Daneben muten die altertümlichen Bewegungen im TV-Sektor geradezu gemächlich an. Die Tagesreichweiten von ORF 2 (40,4%) und ORF 1 (32,7%) wirken einlullend beruhigend neben den 13,5% für ATV. Doch RTL, ProSieben und Sat.1 liegen bereits über 15% und ihre Österreich-Fenster haben durchwegs mehr als 740.000 tägliche Seher.
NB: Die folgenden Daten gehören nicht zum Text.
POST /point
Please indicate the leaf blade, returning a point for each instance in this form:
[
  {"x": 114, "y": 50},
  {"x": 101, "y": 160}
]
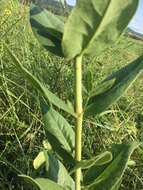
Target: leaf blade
[
  {"x": 47, "y": 28},
  {"x": 94, "y": 25},
  {"x": 109, "y": 176},
  {"x": 47, "y": 94},
  {"x": 42, "y": 183},
  {"x": 122, "y": 81}
]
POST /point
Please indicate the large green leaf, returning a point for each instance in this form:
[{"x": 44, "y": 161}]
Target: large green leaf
[
  {"x": 122, "y": 81},
  {"x": 55, "y": 170},
  {"x": 108, "y": 177},
  {"x": 42, "y": 183},
  {"x": 47, "y": 28},
  {"x": 99, "y": 160},
  {"x": 56, "y": 124},
  {"x": 94, "y": 25},
  {"x": 59, "y": 132},
  {"x": 48, "y": 95}
]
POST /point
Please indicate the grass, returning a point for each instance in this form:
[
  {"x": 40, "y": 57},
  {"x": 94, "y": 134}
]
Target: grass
[{"x": 21, "y": 132}]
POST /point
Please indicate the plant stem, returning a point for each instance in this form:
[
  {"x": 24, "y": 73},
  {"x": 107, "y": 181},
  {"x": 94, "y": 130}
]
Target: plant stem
[{"x": 79, "y": 113}]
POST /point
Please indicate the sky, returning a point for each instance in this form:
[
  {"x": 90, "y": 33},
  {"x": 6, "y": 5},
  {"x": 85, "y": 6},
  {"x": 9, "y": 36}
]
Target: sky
[{"x": 136, "y": 23}]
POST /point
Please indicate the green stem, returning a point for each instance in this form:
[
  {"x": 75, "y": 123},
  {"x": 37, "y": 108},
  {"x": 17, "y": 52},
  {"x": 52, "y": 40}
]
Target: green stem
[{"x": 79, "y": 113}]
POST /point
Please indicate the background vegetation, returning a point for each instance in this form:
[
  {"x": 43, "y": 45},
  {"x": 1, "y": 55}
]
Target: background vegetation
[{"x": 21, "y": 131}]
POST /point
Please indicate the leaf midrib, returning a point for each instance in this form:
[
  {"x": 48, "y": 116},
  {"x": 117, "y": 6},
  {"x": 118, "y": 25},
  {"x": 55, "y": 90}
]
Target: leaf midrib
[{"x": 98, "y": 28}]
Der Fernsehmarktanteil des ORF betrug 2008 nur noch knapp 42% und im Jänner waren seine TV-Werbeeinnahmen erstmals niedriger als jene der Privaten.

Medien-Dinosaurier

Während sich deshalb schon alle Krokodile sorgen, was aus dem Öffentlich-Rechtlichen wird, formiert sich im anderen Reich der Medien-Dinosaurier ein Angriff auf die größte Reichweite der Branche: Durch das Joint Venture der Regionalmedien Austria AG installieren Styria und Moser Holding einen Wochenzeitungsring mit bald noch mehr Publikum als die nahezu 3,6 Millionen Krone-Leser am Sonntag. Die größte Herausforderung für Heute bleibt unterdessen die Altpapier-Entsorgung auf den Bahnhöfen.